La bonne occasion, la bonne ambiance
Il n’y a rien de plus frustrant que de déboucher un vin décevant pour une grande occasion. Il est tout aussi frustrant de déboucher une bouteille merveilleuse dans un environnement où elle ne sera pas appréciée à sa juste valeur, bue à la va-vite (descendue comme on dit) sans avoir eu le temps d’être vraiment goûtée. Le vin complexe, la grande bouteille exigent une mise en condition de l’esprit. L’effet de surprise peut être bienvenu, mais il sera rarement récompensé. C’est la première des règles. Ne pas mélanger sérieux et légèreté. Ne pas vouloir improviser avec ce qui réclame de la disponibilité et de l'attention.
Le Sauvignon sur peaux de Tom Shobbrooke, un vin Australien pour connaisseurs...
Le public
La connaissance du vin n’est pas le bien le mieux partagé. Le souci en revanche, c’est que tout le monde se sent « autorisé » à avoir son avis, quitte à tout mélanger. Dès lors, il est impératif de servir le vin qui convient bien aux convives.
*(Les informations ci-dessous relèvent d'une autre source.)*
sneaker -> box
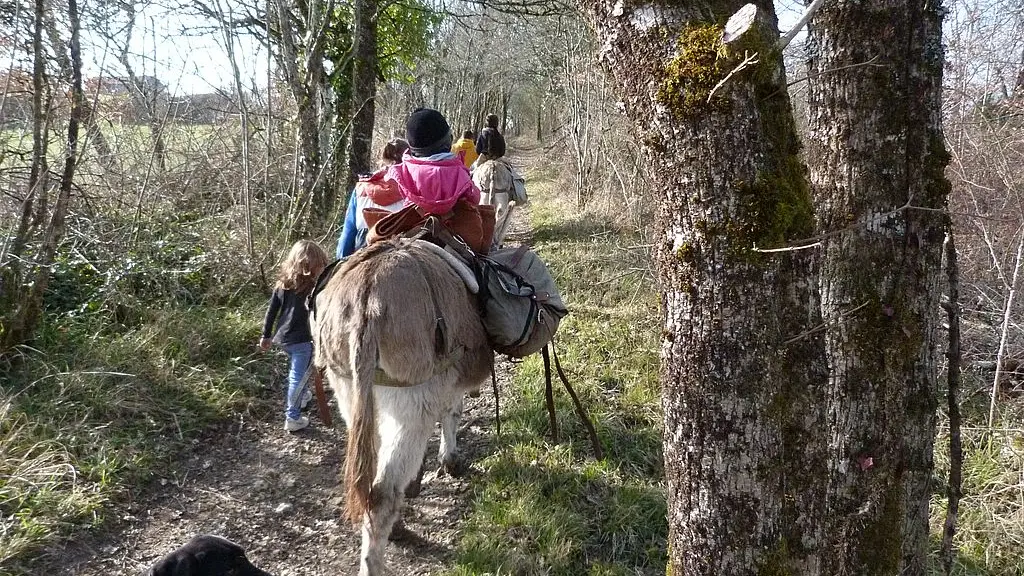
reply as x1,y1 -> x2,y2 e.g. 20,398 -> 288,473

Il ne sert à rien de vouloir déboucher un vin orange subtil, qui réclame de l’attention, de la curiosité, à des personnes trop pressées de finir leurs verres ou qui ne jurent que par les vins rouges. Plus que jamais, « adaptez-vous au public ». Il vous remerciera.
Un grand vin se mérite, il faut le servir avec le bon effet de séquence
L'espace du vin
En dehors des accords mets-vins usuels, il y a aussi la pertinence du moment, de l’instant. La fin de soirée ne se prête pas à vider des grands crus…sauf si c’est votre plaisir mais avouez qu’on peut rêver meilleur moment pour les déboucher, surtout s’ils viennent de passer dix années dans votre cave à attendre leur tour. De même, le vin d’avant repas se doit d’aiguiser l’appétit, pas de plomber l’estomac. Encore une fois, il est bon de penser un peu en amont. Servir un liquoreux à l’apéritif et saturer la bouche de sucre n’est pas la meilleure manière de préparer les papilles pour le repas qui va suivre et de se donner les moyens de profiter des autres vins qui seront servis.
Le carafage a été bénéfique à ce délicieux Tavel 2018 de la famille Pfifferling...si vous en trouvez, buvez-en !
Le service divin, les grands principes
Servir un vin trop chaud, qui ne laissera qu’une sensation d’alcool, oublier de carafer ou d’aérer ce qui aurait permis de mieux profiter d’une bouteille, se tromper dans l’ordre des vins, et commencer par un vin trop alcooleux ou sucré qui va saturer le palais, autant d’erreurs de débutant dont on apprendra vite à se défaire juste en anticipant et en se posant les bonnes questions. Même au restaurant, si le vin me semble trop chaud, et croyez bien que cela arrive très souvent, je réclame systématiquement un seau à glace. J’ai envie de profiter pleinement de mon vin, pas de le subir. Voici les quelques principes auxquels je vous recommande de ne pas déroger, sous peine de déconvenues :
  • Tout vin servi à plus de 18 degrés va vous sembler alcooleux et comme manquant de fraîcheur. Je m'efforce de servir les vins effervescents à 8-10 degrés maximum, les vins blancs à 12-13 degrés maximum, les vins rouges légers à 16-17 degrés maximum, les vins rouges très corpulents titrant plus de 14 degrés aux alentours de 15 degrés, les vins oxydatifs vers 16 degrés maximum. J'utilise un thermomètre dans le doute pour savoir à combien de degrés est le liquide dans la bouteille, et je tiens compte de l'environnement (la pièce est-elle surchauffée ?) pour évaluer à quelle vitesse le vin une fois servi va se réchauffer dans le verre. Je n'hésite pas à replacer la bouteille au réfrigérateur, dans une pièce fraîche ou dans une glacière entre deux services. Si vous devez rafraîchir un vin en urgence et que vous n'avez pas de seau à glace ou de glaçons, mettez la carafe vide au congélateur pendant quelques minutes et carafez votre vin juste avant le service.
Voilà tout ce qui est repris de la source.